At this time of year, there is an ethereal quality to the light so special that I’m moved to pause and simply bathe in it. Neither warm nor cool, it skims over my person as if to reassure me that it is real and is here to close out the days of warm weather with grace and beauty. Come late afternoon, the low slants of beams set the garden aglow. Every plant appears gilded, every wing speckled in gold dust. The golden hour of a day, a season, a year.
In the gloaming are revealed glimmers that bring so much joy, such unparalleled beauty.
Going about the myriad chores of the season, it is easy to miss the glimmers. But, I’ve learned over the years to slow down, sit down even, in order to do justice to this seasonal gift from Nature. How else would I be at liberty to observe the iridescent clusters of mason bees having one final fling with the mass of asters before the first frost claims the flowers for itself and the revelers go into hibernation.

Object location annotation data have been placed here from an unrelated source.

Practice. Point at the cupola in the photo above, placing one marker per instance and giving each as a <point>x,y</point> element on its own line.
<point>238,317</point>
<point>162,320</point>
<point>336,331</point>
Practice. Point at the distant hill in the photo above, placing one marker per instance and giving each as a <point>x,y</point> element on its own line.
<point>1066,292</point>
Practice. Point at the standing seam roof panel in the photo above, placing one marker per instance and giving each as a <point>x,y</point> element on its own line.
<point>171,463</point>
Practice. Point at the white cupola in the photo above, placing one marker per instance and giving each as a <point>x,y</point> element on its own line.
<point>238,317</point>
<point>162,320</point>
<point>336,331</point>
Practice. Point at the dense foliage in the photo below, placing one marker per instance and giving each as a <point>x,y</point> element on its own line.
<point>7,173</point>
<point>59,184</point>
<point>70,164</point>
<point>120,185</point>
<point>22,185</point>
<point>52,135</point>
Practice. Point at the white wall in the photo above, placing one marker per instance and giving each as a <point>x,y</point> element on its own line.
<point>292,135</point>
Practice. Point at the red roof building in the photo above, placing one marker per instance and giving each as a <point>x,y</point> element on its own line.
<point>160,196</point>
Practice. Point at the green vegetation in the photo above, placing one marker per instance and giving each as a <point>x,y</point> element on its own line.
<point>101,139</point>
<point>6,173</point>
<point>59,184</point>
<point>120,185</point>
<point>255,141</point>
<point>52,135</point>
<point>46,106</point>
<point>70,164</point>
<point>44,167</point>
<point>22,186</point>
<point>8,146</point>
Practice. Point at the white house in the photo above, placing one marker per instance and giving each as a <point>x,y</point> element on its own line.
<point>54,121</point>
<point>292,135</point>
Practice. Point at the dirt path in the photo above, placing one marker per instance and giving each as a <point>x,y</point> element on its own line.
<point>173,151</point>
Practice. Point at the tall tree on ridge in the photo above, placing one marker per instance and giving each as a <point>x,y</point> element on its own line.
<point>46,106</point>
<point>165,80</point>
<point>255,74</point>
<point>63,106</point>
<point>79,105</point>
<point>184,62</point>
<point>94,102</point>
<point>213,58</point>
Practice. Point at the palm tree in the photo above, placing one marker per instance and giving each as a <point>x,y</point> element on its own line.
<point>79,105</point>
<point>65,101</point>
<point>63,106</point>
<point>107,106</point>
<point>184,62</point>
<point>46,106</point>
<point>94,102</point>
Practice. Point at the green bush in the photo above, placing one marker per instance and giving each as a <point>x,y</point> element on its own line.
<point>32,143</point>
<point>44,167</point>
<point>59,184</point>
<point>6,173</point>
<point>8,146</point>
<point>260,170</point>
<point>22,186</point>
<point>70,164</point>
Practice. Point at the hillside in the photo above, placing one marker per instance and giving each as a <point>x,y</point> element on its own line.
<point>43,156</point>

The Amsonia scattered at various points of the garden grab the light to draw attention to themselves – their leaves having turned a bright yellow shout for attention as the rays of sunlight sets it afire. In contrast, the burgundy leaves of the oakleaf hydrangea appear like smoldering embers when back lit.
As leaves from surrounding trees silently swirl and twirl down in a bolero guided by the music of the wind only they can hear, I’m suddenly conscious of the air turning cold and pull my coat tighter. I feel privileged to have witnessed this collaborative performance of natural elements that feels both intimate and public at the same time.
In the midst of decay and senescence, my eyes stop at a tumble of rambunctious nasturtiums. The happily trailing plant still wears leaves that radiate emerald green punctuated by flowers of brilliant vermilion – as though it’s celebrating something known only to itself. I’m envious of its carefree ways.
Soon, I will harvest the leaves to make one final batch of pesto to freeze for winter meals. Memories of the growing season and dreams for the one to come will be indulged.
The hydrangea have begun to blush deeply and I take a break from some tedious chores to cut armloads of the flowers – to bring them indoors to fill big white, ironstone pitchers. They mark the season in a most graceful manner. With such a large bounty, I’m able to share it with those who enjoy them as much. Spreading the joy is a gardener’s perk.
The hydrangea perform once again at the holidays. Sprayed in gold, they light up the dark corners of the interior and chase away the melancholic shadows.
This being the time to divide plants, there are several that need to be attended in my garden. Particularly the ever exuberant asters, goldenrods and wood anemones. All beloved natives that surely every garden must welcome but they do need to be reined in periodically. All my ‘extras’ are readily accepted by friends and neighbors. It pleases me no end that a piece of my garden resides in theirs. Just as my own garden cherishes quite a few members that arrived from similar acts of generosity.
Continuing the spirit of sharing, in getting the plants ready for the greenhouse, a great deal of pruning and cutting occurs. From the rosemary and bay plants, I make little bundles of the cuttings and give them away to the keen cooks in my life. The thought that they will enjoy many winter meals perfumed by the herbs is enough to warm my heart. There really is joy in giving.
Small, subtle glimmers. Expansive, enduring bliss.